By Jane Voigt
It’s pretty well known that if you accumulate something around 3000 ranking points, you will get the invitation to the ATP’s year-ending finals. Outside that number, pack your bags it’s time for vacation.
Here are the eight that made the grade and the points that got them to the O2 Arena in London.
Rafael Nadal — 12,030
Novak Djokovic — 10,610
David Ferrer — 5,800
Andy Murray (withdrawn) — 5,790
Juan Martin del Potro — 5,055
Tomas Berdych — 3,980
Roger Federer — 3,805
Stanislaus Wawrinka — 3,330
Richard Gasquet — 3,300
Just like the WTA, the ATP forms two groups for round-robin play, which leads to semifinals and a final. Each round adds money to the players’ pots, big money. Yet even before a ball is struck, take a look at their tournament prize money earned in 2013.
Rafael Nadal — $11,047,915
Novak Djokovic — 9,263,137
David Ferrer — 3,937,492
J. M. Del Potro — 3,602,965
Tomas Berdych — 2,336,315
Roger Federer — 2,362,912
Stanislaus Wawrinka — 2,193,188
Richard Gasquet — 2,245,176
All are return veterans, with the exception of Stanislaus Wawrinka from Switzerland. He is making his debut in London. The man who has stood in the shadow of Roger Federer for most of his career has finally formed his own on-court identity. Wawrinka showed little sign of stage fright today in his opening round. He defeated Tomas Berdych, 63 67(0) 63.
Rafael Nadal is making his fifth appearance and is the No. 1 seed. His year has been another one for the record books.
After 7 months of rehab, he sprang to action at the end of February and never let up, winning 10 titles, two of them Grand Slams: The French Open (a record 8th) and The U. S. Open. He is one of a few who can again end the year as No. 1, after having lost it. He did just that in 2008 and 2010. Maybe even numbers play into the Spaniard’s quirky habits. To secure the highest ranking he must win 2 matches of round-robin play. Given the groupings, the goal is clearly in view. However, Nadal has never won an ATP World Tour Final in five appearances, and indoor hard courts are not his best surface.
Juan Martin del Potro
Novak Djokovic — the No. 2 seed — would like to stop the Nadal train because he is the one who took away the No. 1 ranking from him. However, the possibilities are slight even though Djokovic has not lost a match since the U. S. Open final, which Nadal won.
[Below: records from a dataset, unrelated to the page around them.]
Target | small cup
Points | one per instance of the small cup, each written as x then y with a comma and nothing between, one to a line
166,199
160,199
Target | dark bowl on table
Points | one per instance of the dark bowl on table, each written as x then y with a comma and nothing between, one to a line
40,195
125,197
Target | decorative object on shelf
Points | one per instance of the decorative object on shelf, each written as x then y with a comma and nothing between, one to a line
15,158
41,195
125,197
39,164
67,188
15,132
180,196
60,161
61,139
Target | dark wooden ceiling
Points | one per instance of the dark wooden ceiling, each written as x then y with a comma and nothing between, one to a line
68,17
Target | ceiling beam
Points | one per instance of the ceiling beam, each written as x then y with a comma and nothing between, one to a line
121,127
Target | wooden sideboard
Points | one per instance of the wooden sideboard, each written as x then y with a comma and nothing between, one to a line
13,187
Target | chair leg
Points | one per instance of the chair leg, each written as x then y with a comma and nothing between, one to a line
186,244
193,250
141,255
Djokovic, though, is the defending champion in London, having won the title one other time in 2008. Plus, if we shove all relevant statistics aside, the Serbian has an uncanny ability to start slow, looking as if he’ll fall asleep of break a couple racquets he gets so cranky, then at pivotal moments pulls himself together. In the Paris Masters final yesterday, David Ferrer was up a break in both sets, and serving for the match in the second. Yet, Djokovic simply started to play better on all fronts. He won 75 75. This was his third consecutive title.
The contest for number one begins tomorrow.
Roger Federer meets Djokovic, for the second time in five days. Federer holds the record for titles at this event — 6. He relishes the day-after-day demand of the week, and seems to have found his form. His back is better, too. Federer will want to get revenge for his loss to Djokovic in Paris. Federer was up a set and a break in one semifinal, when Nole did his about face.
Ironically, Nadal will meet David Ferrer, for the second time in five days. Ferrer played a fierce match against Nadal in the other Paris semifinal, defeating his friend for only the 5th time in 25 meetings. Nadal will want to reassert his dominance in their head-to-head record, even if they are Spanish compatriots.
Being invited to the Barclays ATP World Tour Final is an annual goal for most of these men. That it is staged at the end of the year, when most can smell the finish line and the salty air of an ocean resort, does not seem to interfere. The ranking points will give them fuel for 2014. The money will buy more margaritas at the beach.